Antiretroviral Drug Researchers, AIDS Advocates Fail To Reach Consensus Over Viread Trials in Developing Countries
Antiretroviral drug researchers, study sponsors and AIDS advocates in a meeting that began last week in Seattle reached some agreement but failed to resolve completely conflicts over the conduct of clinical trials testing whether the antiretroviral drug Viread, which is made by the pharmaceutical company Gilead, can prevent HIV infection among people in developing countries, the Wall Street Journal reports (Chase, Wall Street Journal, 5/24). At issue is whether researchers should provide lifelong antiretroviral treatment -- not just a referral for care -- to people who become HIV-positive while participating in the trials. Protests organized by ACT UP/Paris and other European AIDS organizations demanding such care have led to the cancellation of Viread studies in Cambodia and the suspension of trials in Cameroon. However, researchers say that offering lifelong treatment to volunteers might violate a prohibition on undue inducement to participate in clinical trials. In addition, some AIDS advocates want injection drug users participating in a Viread trial in Thailand to be provided with clean needles. However, the trials are using U.S. funding, and providing clean needles would breach a congressional ban on the practice (Kaiser Daily HIV/AIDS Report, 5/18).

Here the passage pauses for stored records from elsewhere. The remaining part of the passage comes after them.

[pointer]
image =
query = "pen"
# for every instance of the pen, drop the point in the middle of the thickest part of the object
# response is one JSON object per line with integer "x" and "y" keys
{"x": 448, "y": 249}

At the meeting -- which was sponsored by the International AIDS Society -- patient advocates met with representatives of the Bill & Melinda Gates Foundation, NIH and CDC. Conferees agreed that trial volunteers should receive more HIV prevention counseling and barrier contraceptives, including female condoms. A report resulting from the meeting said efforts to counsel volunteers were sometimes "ill-informed and inconsistent," according to the Journal. However, the meeting did not resolve the dispute over the provision of lifelong antiretroviral treatment for people who become HIV-positive while participating in the studies. The conferees agreed that "mechanisms" to ensure treatment needed to be established, but they did not agree on the important question of who would pay for treatment, according to the Journal (Wall Street Journal, 5/24).